Kryptopterus is a genus of catfishes belonging to the family Siluridae. They are found in freshwater throughout Southeast Asia. The scientific name comes from Ancient Greek kryptós (κρυπτός, "hidden") + ptéryx (πτέρυξ, "fin"). It refers to the reduced or even entirely absent dorsal fin of these catfishes.

These small- to medium-sized catfishes have opaque, transparent or translucent bodies, hence their common name Asian glass catfishes. Despite this name, only three described species have clearly transparent bodies: K. minor, K. piperatus and K. vitreolus. Most significant among these is the ghost catfish (K. vitreolus), which is the "glass catfish" most often seen in the aquarium fish trade. This species was initially confused with the larger glass catfish (K. bicirrhis; infrequent in aquarium trade) and subsequently with K. minor (essentially absent from aquarium trade). This matter was only fully resolved in 2013.

==Species==
While 17 species have been described as of 2025, the genus Kryptopterus is notoriously rich in cryptic species.

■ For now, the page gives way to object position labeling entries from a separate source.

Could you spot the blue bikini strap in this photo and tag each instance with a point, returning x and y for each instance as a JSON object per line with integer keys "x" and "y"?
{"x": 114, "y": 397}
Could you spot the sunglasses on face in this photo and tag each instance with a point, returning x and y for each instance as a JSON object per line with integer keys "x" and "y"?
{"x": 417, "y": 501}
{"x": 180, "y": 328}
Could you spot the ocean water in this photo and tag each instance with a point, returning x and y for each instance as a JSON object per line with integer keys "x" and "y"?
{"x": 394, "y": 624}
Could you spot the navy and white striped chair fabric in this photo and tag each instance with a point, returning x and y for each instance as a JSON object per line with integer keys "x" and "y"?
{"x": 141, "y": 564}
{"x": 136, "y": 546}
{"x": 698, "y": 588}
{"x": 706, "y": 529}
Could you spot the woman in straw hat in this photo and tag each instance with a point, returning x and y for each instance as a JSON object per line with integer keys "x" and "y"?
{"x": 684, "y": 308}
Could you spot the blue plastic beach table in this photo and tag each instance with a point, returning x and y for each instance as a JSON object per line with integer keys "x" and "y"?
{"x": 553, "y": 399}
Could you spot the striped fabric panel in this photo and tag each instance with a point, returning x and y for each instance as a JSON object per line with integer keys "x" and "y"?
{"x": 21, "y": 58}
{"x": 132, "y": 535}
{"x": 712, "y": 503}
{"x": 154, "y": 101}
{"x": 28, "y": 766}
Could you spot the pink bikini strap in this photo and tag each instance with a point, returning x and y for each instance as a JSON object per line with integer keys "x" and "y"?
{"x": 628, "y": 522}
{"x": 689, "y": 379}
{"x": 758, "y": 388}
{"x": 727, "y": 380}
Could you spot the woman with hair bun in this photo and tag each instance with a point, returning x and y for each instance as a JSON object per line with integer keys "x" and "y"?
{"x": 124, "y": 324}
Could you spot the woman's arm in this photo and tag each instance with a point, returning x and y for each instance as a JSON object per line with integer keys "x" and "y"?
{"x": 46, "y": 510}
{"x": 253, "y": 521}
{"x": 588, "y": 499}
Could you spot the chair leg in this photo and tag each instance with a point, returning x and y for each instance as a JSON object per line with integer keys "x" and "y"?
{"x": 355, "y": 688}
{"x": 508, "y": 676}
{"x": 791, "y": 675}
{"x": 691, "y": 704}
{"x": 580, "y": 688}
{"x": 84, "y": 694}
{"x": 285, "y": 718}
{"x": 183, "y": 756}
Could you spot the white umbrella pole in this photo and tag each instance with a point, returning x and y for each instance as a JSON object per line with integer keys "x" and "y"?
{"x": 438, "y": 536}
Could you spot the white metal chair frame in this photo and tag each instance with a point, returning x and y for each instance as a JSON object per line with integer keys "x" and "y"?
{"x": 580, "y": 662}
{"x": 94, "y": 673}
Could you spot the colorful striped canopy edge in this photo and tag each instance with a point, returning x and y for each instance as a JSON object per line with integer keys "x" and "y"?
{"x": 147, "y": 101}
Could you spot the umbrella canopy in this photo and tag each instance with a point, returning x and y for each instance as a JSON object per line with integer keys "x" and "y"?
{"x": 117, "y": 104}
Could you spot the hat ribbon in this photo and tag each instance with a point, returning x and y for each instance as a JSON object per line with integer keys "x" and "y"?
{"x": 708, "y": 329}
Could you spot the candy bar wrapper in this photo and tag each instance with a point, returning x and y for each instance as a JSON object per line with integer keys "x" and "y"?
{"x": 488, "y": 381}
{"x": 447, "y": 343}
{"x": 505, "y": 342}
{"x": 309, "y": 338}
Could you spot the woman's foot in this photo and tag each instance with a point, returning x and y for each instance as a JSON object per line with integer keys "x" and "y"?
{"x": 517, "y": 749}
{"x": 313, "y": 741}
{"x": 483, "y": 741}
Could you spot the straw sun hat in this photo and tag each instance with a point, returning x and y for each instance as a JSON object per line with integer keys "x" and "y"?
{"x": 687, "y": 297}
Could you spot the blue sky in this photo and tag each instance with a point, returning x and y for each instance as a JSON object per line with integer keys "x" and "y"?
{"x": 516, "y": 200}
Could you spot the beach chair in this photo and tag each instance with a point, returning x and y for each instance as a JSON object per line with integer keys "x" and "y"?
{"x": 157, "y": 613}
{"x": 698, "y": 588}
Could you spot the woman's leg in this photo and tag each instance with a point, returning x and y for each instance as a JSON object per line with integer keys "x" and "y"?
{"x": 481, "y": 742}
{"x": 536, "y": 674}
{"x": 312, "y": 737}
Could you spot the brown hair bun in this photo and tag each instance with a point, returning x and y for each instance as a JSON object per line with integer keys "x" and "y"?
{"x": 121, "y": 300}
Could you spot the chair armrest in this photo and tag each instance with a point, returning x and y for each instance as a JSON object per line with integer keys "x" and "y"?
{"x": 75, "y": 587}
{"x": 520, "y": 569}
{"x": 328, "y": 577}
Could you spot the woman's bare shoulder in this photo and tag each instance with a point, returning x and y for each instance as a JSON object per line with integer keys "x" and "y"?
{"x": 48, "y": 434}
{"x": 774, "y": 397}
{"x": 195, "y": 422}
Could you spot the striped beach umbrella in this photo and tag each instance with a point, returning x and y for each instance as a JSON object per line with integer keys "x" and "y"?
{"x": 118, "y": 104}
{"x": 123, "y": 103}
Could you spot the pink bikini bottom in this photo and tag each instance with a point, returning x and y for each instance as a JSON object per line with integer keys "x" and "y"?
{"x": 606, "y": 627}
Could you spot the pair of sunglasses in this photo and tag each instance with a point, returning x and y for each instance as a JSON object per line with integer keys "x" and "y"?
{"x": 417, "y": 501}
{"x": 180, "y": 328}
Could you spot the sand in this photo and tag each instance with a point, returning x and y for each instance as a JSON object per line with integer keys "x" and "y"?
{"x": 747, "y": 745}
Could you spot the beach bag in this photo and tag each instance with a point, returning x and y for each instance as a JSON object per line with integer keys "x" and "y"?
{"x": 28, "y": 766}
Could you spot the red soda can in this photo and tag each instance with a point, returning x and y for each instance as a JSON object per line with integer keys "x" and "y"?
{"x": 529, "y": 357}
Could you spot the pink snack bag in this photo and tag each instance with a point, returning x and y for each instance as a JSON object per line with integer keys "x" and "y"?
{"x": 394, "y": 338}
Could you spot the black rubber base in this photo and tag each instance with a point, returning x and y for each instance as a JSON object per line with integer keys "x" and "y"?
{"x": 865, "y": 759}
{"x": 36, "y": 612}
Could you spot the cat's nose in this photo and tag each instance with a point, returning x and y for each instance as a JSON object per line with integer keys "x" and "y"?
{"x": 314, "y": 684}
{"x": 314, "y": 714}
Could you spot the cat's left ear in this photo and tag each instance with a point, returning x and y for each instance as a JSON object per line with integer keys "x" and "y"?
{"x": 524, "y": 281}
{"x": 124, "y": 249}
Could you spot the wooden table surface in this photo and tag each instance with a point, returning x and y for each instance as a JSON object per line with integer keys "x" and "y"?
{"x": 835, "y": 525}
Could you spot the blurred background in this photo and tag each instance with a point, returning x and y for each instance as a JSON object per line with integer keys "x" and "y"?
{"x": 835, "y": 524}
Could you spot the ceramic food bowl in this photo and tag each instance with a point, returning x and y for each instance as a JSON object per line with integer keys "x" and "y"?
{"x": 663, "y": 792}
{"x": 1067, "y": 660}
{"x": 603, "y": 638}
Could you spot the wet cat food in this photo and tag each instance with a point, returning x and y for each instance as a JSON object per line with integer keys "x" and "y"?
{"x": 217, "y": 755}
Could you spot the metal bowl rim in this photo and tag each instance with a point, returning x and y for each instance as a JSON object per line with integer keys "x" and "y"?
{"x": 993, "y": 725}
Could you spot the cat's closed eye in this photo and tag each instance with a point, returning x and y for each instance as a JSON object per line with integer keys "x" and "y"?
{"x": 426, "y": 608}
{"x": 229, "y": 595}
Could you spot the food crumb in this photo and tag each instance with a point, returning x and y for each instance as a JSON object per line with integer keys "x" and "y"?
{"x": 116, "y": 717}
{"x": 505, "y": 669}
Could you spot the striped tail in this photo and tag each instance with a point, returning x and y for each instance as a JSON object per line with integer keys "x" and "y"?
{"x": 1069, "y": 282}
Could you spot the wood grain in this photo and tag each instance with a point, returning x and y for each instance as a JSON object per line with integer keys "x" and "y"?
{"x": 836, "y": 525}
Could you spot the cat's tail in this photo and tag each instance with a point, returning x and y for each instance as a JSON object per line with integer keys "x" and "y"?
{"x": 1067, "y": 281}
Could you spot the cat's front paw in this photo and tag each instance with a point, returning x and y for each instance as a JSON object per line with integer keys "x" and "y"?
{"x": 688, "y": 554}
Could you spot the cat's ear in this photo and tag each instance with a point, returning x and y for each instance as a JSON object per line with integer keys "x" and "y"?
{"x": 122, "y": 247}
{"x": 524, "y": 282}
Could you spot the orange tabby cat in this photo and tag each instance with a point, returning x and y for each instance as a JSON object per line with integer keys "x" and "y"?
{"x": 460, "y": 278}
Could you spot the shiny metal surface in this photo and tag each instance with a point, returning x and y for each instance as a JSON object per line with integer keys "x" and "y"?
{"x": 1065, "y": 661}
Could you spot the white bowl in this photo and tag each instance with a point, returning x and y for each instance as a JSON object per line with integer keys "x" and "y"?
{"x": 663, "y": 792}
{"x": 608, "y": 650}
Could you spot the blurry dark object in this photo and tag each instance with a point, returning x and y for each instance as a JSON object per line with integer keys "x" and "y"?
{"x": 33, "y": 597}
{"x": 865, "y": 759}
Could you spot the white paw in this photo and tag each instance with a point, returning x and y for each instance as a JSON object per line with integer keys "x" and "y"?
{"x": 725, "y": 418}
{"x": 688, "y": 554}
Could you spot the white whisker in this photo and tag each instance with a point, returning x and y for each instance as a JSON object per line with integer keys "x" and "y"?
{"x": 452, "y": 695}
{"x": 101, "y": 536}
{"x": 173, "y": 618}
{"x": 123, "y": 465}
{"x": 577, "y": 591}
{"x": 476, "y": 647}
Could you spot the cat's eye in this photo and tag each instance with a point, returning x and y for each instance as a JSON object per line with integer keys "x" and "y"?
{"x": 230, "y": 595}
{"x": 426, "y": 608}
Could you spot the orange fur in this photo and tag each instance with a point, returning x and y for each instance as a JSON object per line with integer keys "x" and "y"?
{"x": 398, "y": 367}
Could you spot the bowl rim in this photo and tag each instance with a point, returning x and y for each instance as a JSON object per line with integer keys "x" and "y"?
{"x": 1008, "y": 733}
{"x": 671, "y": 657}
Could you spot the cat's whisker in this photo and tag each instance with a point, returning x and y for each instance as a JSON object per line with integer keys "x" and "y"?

A number of these have been recognized in recent years, and more are likely to follow:
- Kryptopterus baramensis H. H. Ng, 2002
- Kryptopterus bicirrhis (Valenciennes, 1840)
- Kryptopterus cryptopterus (Bleeker, 1851) (blue sheatfish)
- Kryptopterus dissitus H. H. Ng, 2001 (Indochinese sheatfish)
- Kryptopterus geminus H. H. Ng, 2003
- Kryptopterus hesperius H. H. Ng, 2002 (Maeklong sheatfish)
- Kryptopterus lais (Bleeker, 1851)
- Kryptopterus limpok (Bleeker, 1852) (Long-barbel sheatfish)
- Kryptopterus lumholtzi Rendahl (de), 1922
- Kryptopterus macrocephalus (Bleeker, 1858) (Striped glass catfish)
- Kryptopterus minor Roberts, 1989 (Ghost catfish, glass catfish)
- Kryptopterus mononema (Bleeker, 1846)
- Kryptopterus palembangensis (Bleeker, 1852)
- Kryptopterus paraschilbeides H. H. Ng, 2003
- Kryptopterus piperatus H. H. Ng, Wirjoatmodjo & Hadiaty, 2004
- Kryptopterus schilbeides (Bleeker, 1858)
- Kryptopterus vitreolus H. H. Ng & Kottelat, 2013 (Ghost catfish, phantom catfish, ghost fish, glass catfish)

Some species formerly placed in Kryptopterus are nowadays in other Siluridae genera, in particular Phalacronotus but also Micronema and Pterocryptis.